Brain stem cells have a good memory
The cerebral cortex acts as the control centre of our cognitive processes. During embryogenesis, dozens of types of neurons with distinct functions come together to form the circuits that drive our thoughts and actions. These neurons are generated by progenitor cells, which produce them one after the other in a very precise order. While neuroscience textbooks establish the irreversible nature of this specialization process, researchers at the University of Geneva (UNIGE) now provide proof to the contrary. Indeed, when progenitor cells are transplanted into a young mouse embryo, they recover their past skills and rejuvenate. These results are now published in the journal Nature. By revealing an unsuspected progenitor plasticity, they shed new light on how the brain constructs itself. In the long term, they open up new perspectives for the regeneration of damaged cortical circuits.
The circuits of the cerebral cortex underly our ability to understand the world and interact with it. The diversity of cortical neurons and the circuits they compose therefore somehow determine the diversity of our thoughts and of our behaviours. But how are these neurons generated? In mice, on each embryonic day progenitor cells produce a specific type of neurons before moving to another neuron type the next day. Research conducted in the 1990s had shown that this progression was accompanied by a restriction in competence, as if to move on, progenitors have to forget how to produce the previous neuronal type.
The laboratory of Denis Jabaudon, a professor in the Department of Basic Neurosciences at UNIGE Faculty of Medicine, focuses on the development of the cerebral cortex. Last May, his team had already revealed, in the journal Science, the temporal patterns governing the sequential birth of the different types of cortical neurons from progenitors. "This time, we looked at the potential plasticity of these progenitors. Are the rules of progenitor maturation set in stone? Or can these cells under certain circumstances undergo a temporal rewind and again generate past neuronal types?"
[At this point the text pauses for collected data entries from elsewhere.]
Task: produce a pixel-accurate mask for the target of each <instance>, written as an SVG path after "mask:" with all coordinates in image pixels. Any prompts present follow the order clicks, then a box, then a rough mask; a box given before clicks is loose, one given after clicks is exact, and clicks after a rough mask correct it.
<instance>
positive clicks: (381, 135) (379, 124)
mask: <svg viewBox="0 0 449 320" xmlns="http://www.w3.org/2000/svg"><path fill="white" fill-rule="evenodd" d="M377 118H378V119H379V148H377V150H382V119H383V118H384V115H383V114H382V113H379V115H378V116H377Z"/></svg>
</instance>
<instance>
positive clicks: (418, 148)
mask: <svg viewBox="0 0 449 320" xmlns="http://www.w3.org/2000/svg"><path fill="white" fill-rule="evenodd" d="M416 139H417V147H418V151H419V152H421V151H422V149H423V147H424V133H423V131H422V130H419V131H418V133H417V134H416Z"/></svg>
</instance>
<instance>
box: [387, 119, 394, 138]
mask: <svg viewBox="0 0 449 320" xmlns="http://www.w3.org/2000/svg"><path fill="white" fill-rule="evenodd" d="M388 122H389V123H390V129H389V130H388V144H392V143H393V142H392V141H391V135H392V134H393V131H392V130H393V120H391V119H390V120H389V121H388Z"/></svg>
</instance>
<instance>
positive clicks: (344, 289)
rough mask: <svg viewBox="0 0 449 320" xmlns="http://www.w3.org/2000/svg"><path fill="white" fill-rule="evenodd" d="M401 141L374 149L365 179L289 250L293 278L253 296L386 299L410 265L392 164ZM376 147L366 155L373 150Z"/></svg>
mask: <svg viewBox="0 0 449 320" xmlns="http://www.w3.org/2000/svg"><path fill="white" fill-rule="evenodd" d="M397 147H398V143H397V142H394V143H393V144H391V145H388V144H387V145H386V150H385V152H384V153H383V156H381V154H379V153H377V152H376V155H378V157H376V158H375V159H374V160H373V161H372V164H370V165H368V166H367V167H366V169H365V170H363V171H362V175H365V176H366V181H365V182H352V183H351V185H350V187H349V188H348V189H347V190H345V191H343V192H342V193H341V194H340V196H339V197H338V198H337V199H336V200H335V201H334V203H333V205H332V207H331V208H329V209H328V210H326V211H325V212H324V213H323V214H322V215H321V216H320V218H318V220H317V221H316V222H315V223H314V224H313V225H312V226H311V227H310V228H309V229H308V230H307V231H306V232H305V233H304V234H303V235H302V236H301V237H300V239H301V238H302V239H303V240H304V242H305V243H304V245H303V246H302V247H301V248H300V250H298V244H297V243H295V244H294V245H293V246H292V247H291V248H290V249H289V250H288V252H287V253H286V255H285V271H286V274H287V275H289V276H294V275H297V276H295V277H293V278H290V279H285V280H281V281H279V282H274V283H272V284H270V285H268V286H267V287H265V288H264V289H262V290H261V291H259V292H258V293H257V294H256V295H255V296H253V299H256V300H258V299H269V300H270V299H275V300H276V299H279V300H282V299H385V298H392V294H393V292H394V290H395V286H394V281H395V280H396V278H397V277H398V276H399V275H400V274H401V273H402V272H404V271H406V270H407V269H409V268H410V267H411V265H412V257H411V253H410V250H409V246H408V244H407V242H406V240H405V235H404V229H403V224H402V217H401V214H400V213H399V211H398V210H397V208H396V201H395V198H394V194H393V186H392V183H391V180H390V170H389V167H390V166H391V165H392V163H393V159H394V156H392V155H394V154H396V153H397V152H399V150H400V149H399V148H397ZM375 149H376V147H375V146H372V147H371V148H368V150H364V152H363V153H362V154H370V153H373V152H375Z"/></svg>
Decoding the plasticity of progenitors
To address these questions, the researchers transplanted progenitors of late mouse embryos into younger ones, as neuroscientists had done in the 1990s, but this time with opposite results: they found that progenitors could rejuvenate in the new environment. "By using more precise cell isolation techniques, we were able to identify progenitors that act as genuine stem cells. Once in their new environment, they rejuvenate to become essentially identical to non-transplanted progenitors. The environment in which the cell is located therefore acts as a real cure of youth!". In addition, the Geneva neuroscientists identified the molecular mechanism responsible for this cell rejuvenation: the Wnt protein. "We knew that Wnt signalling was important to keep stem cells in an undifferentiated state, but here it seems able to take a step further by reversing the process of cell maturation," says Denis Jabaudon.
The researchers then unsuccessfully tried to accelerate the ageing process by transplanting young progenitors into older embryos. "To our great surprise, our results show the exact contrary of what the scientific community took for granted, namely that rejuvenating progenitors was impossible, but that speeding up their aging was possible. We have managed to temporoally rewind our cells, but not to fast-forward them."
Thus, the deeply rooted notion that progression in competence implies a restriction in competence does not apply here. Nevertheless, some progenitors appear impervious to this rejuvenation, but why that is remains unknown.
A proof-of-principle for cortical neuroregeneration
As adults have only very few progenitor cells left, how can these discoveries be used for therapeutic purposes? At the end of the differentiation process, progenitors become astrocytes, a cell type that is preserved at all ages of life. Would it be possible, then, to transform astrocytes back into progenitor cells in order to produce a specific type of neurons that would have disappeared following an accident or a disease? "Our work provides a proof-of-principle for cellular malleability," explains Denis Jabaudon, "It will be interesting to try and understand whether this phenomenon can be used for regeneration purposes."